An open collar, open hands, and open stance speak precisely that: openness. We can’t say President Obama was terribly transparent with regard to press inquiries. The openness Wiley references, though, is not to be taken for granted. Much has been made about President Obama’s meeting with the Sandy Hook parents, and if I hadn’t seen a President utterly unable to convey any empathy, I myself would be inclined to think this propaganda. It’s vital a leader can be real. A leader should be able to command respect in expressing sincere emotion on behalf of themselves and the country. This doesn’t mean they should be idolized or seen as beyond accountability. They need to be seen as an actual human we’ve entrusted with power—otherwise, the office has been given to a monster or a god.

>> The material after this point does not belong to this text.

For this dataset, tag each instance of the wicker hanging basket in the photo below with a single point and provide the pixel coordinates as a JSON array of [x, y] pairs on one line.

The promise of the Presidency matters. It’s a delicate promise, one wavering between hope and unreality. President Obama and the chair he sits on can be seen as suspended in the painting. Is even the hope things are getting better–things can be better–just a dream? Not quite. I’m drawn to the details of the wooden chair. It’s elaborately rendered, not simply treated as a minor detail. That the chair is an elaborate carving, a work of art within a work of art, seems to be a bit of a jest and maybe the painting’s most serious point. You can let a natural beauty roam free, like the plants. But you can shape what is given by nature, like the wood of a tree. Whatever power entails need not always be violence—it can speak hope and beauty and freedom credibly. President Obama was far from perfect. But because of what he represented, however imperfectly, there’s the possibility of something far greater if we work to end the current nightmare. Maybe we will end drone strikes, end mass incarceration, embrace diversity and greater immigration, provide all with a greater standard of living and genuine opportunity, “achieve and cherish a just, and a lasting peace, among ourselves, and with all nations.”